Two solutions emerged at a conclave on Saturday bringing together both sides. But each politely prefers a different one.

The perceived threat of walkers being ticketed for using a trail into Murphy-Hanrehan Park Reserve that they’ve used for decades led this winter to a petition drive. Scores of neighbors, primarily on the Lakeville side of the Scott/Dakota border, said it made no sense to drive miles to a different access point when they seldom see snowmobiles on the trail near their homes.

It emerged at the weekend meeting, though, that multiple levels of government forbid walkers from snowmobile trails, even if that seems to have gone unenforced more or less forever.

“How many people have been injured on these trails?” asked Rota Hart, who has led the petition drive.

“As far as we know, no one,” said parks manager Mark Themig.

“Well then,” she said, kidding, “let’s not act until a slew of people get hurt.” There was laughter and a cry of “prevention!”

Lurking behind the issue is the question of what is the countryside, and therefore open season for snowmobiles, and how suburbs gradually encroach to the point that more urban rules start to apply.

At this point, Themig said, he sees Prior Lake as “motor sports-friendly,” but closer-in Savage and Shakopee as more of a question mark.

Saturday’s 90-minute session turned out to be an object lesson in the difficulties of mixing uses on park trails amid neighborhoods, whether it’s yippy lapdogs startling statuesque horses or snowmobilers exercising their legal right to roar past peoples’ homes in the middle of the night, waking them up.

Themig did say that vigorous action is being taken — both in terms of signage and patrols — to stop the potentially destructive off-trail use of the park reserve that turned up on a tour not long ago.

The park is overseen by the Three Rivers Park District, based in Hennepin County, whose board granted Themig and his local colleagues authority to find an interim solution until the board itself can determine a permanent one later this year.

Officials acted rapidly because snowmobile use might not last much longer this year.

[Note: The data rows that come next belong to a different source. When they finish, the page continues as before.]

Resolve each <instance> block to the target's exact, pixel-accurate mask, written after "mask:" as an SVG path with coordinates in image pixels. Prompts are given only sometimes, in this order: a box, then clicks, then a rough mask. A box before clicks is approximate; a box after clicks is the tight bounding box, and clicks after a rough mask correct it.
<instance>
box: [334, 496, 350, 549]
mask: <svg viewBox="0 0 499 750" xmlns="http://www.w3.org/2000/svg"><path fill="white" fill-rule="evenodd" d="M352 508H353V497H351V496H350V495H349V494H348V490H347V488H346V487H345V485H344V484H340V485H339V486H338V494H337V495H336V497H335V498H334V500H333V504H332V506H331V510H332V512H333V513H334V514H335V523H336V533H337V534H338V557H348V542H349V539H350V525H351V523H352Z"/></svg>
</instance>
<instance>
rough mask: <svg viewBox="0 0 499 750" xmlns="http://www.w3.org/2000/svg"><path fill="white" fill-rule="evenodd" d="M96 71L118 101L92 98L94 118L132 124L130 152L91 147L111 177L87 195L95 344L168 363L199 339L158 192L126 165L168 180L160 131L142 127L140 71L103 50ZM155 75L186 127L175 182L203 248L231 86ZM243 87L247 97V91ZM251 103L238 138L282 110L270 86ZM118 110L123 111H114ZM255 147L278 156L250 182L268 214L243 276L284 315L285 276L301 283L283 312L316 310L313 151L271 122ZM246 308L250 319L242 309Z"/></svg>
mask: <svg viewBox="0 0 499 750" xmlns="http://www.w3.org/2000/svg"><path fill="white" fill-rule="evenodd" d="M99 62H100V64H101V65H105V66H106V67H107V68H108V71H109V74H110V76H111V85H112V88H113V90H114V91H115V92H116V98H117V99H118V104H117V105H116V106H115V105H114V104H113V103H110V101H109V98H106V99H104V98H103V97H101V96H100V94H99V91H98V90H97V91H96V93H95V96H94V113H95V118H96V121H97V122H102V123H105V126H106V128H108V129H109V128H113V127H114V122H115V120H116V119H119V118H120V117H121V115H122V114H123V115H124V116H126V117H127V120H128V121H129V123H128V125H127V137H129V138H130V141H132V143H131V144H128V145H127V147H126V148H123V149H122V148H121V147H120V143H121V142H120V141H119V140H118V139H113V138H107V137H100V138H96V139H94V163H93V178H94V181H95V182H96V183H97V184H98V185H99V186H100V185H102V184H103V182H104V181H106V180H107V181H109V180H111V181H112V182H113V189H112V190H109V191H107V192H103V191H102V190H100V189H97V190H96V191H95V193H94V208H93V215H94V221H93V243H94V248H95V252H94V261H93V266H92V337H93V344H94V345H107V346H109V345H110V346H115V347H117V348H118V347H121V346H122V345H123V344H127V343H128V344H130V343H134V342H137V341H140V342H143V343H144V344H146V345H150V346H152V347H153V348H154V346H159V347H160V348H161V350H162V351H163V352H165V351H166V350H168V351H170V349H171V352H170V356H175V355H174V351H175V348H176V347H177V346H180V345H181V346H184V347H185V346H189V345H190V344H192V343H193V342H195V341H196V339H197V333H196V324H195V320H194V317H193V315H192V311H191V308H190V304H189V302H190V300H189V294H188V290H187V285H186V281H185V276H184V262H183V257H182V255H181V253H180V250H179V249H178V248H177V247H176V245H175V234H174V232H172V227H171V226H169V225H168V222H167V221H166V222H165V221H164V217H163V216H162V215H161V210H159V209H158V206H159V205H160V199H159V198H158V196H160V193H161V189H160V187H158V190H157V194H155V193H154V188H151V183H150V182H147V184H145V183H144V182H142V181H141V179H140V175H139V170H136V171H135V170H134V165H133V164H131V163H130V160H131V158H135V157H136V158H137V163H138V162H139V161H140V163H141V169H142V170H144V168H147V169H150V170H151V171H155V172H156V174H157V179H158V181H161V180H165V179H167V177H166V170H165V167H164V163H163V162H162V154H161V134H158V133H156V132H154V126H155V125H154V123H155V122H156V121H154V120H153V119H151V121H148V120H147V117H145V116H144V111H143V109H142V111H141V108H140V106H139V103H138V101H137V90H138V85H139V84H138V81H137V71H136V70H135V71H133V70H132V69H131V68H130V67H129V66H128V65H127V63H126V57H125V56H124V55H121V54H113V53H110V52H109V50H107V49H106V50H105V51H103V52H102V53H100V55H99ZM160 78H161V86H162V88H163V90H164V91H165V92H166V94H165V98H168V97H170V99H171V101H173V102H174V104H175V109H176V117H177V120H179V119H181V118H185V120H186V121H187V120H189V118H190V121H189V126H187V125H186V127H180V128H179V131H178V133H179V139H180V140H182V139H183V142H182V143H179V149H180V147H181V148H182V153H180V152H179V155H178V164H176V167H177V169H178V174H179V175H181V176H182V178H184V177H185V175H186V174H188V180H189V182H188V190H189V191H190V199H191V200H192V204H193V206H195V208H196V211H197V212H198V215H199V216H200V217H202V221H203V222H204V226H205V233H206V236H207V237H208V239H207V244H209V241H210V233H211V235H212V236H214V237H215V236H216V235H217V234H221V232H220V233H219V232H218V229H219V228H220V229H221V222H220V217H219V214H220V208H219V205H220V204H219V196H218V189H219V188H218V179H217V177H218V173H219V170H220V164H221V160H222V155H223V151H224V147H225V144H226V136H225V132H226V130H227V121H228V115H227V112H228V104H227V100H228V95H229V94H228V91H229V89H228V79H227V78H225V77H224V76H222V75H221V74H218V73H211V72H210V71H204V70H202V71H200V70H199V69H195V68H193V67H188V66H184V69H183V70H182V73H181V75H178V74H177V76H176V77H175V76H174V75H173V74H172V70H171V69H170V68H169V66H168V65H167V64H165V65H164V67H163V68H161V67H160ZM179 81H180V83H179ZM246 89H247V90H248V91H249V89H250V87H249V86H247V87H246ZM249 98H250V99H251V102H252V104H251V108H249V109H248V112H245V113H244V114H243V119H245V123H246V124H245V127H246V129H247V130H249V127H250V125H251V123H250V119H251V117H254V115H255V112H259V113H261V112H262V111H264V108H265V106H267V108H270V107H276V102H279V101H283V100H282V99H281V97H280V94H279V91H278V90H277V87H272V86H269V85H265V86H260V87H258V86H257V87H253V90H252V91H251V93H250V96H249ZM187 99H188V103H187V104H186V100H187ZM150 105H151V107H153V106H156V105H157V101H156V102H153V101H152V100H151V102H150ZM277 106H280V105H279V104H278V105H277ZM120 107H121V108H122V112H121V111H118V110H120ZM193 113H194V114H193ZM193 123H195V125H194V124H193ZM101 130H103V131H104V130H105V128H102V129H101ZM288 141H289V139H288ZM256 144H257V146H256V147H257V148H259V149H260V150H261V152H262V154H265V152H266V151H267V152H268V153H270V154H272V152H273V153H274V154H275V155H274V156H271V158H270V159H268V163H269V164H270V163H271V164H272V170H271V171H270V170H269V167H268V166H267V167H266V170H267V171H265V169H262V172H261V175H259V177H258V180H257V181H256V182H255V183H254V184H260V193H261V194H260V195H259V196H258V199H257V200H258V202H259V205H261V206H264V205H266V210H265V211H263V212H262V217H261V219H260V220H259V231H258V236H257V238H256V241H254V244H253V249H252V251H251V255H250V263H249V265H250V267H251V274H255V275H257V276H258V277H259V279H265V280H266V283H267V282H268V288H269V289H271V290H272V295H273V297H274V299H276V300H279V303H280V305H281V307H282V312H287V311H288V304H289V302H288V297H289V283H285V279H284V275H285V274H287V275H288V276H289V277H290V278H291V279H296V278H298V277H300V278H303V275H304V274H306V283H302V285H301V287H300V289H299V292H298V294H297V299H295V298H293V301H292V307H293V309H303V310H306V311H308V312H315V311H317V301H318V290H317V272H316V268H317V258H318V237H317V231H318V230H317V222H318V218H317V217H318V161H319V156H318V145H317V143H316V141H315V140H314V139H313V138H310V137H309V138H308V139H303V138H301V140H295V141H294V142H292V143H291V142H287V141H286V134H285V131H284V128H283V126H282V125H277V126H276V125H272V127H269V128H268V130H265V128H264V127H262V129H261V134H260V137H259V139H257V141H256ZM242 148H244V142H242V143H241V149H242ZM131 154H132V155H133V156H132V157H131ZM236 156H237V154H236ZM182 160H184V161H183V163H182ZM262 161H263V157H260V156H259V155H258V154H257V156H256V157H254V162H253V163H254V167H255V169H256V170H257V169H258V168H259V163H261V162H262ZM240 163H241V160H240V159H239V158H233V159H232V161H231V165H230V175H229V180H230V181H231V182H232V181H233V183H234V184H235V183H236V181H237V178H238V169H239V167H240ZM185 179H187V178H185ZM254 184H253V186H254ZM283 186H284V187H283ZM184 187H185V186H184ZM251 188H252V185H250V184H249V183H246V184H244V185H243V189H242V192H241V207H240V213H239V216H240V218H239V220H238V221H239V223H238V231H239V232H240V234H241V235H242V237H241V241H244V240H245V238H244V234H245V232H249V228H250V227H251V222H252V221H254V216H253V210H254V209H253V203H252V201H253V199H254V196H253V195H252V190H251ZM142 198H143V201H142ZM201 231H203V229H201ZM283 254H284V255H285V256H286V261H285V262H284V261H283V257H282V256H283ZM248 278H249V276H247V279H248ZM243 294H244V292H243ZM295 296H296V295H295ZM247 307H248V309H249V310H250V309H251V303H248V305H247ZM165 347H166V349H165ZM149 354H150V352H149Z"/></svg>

The forecast for the next weeek or so predicts highs in the mid-30s to low-40s, and the snow could start to melt fast.

The two proposed interim solutions were labeled “Option A: Reroute snowmobile trail” and “Option B: Mixed use trail.”

Neighbors who live around Orchard Lake objected to the reroute, saying it deprived them of a loop around the park’s own Minnregs Lake that has been the prettiest part of their winter walks.

The issue now goes to the Scott County parks advisory commission this week.

Neighbors spoke lyrically about the experience offered by trails so close to their homes. “I can go out the back door and into a park experience where there is solitude and quietness and hear and watch birds, and walk through the park like I’m alone in the world,” said Hart. “A pristine experience in our busy lives, with all the noise that comes at you daily, here is a quiet restful place to rejuvenate and enjoy the world.”

Neighbor Keith Dobbs said it is actually mountain bikers — rolling along faster than snowmobiles at times, only “quieter than a Prius” — who can pose the greater danger.

“Everyone irritates someone,” he said, “but I’m hoping we can get along.”

Snowmobiler Terry Hutchinson said neighbors shouldn’t blame enforcement on the enforcers but on the laws “that we all have to follow, and unfortunately the law says no non-motorized traffic on snowmobile trails, including horses, from Dec. 1 to April 1. We are taxpayers like everyone else and have the right to use public lands and parks.”

He and law enforcement officials alike urged neighbors to use a tip line — 952-440-1003 — to report any abuse. “We will chase snowmobilers right to their house,” he said.

Themig asked the crowd to “please follow the rules until we change them, OK? We will move quickly on this. The snow may go fast and the issue goes away, but the best long-term solution is still an important question.”